Ces chimistes du Laboratoire hydrazines et composés énergétiques polyazotés (CNRS/CNES/ARIANEGROUP/Université Claude Bernard) et du laboratoire Catalyse, polymérisation, procédés et matériaux (CNRS/CPE Lyon/Université Claude Bernard) ont découvert qu’un tétrazène spécifique, le tétraméthyltétrazène ou TMTZ, pouvait amorcer la formation de polymères par polymérisation radicalaire tout en restant intact à l’extrémité des chaînes. Contrairement aux amorceurs de polymérisation classiques qui disparaissent dans la réaction, le TMTZ laisse une « signature chimique » stable et fonctionnelle en bout de chaîne. Mieux encore, en chauffant le polymère au-delà d’une certaine température, cette extrémité se transforme et agit comme une mèche : elle déclenche la dépolymérisation, permettant à la chaîne polymère de se désassembler proprement, comme une fermeture éclair chimique.

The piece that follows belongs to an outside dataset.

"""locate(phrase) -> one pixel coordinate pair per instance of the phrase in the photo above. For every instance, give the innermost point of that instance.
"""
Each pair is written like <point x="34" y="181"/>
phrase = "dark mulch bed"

Cette capacité a été testée avec succès sur plusieurs plastiques, dont le PMMA et le polystyrène. Les rendements en monomères récupérés atteignent jusqu’à 62 % pour le polystyrène, un exploit pour ce polymère, et 88 % pour le PMMA. Le procédé se passe d’additifs ou catalyseurs métalliques, ce qui est un avantage considérable pour un recyclage plus propre, plus économique et potentiellement adaptable à l’industrie. Les molécules ainsi régénérées pourraient même être réutilisés pour produire de nouveaux plastiques, dans une logique de circularité.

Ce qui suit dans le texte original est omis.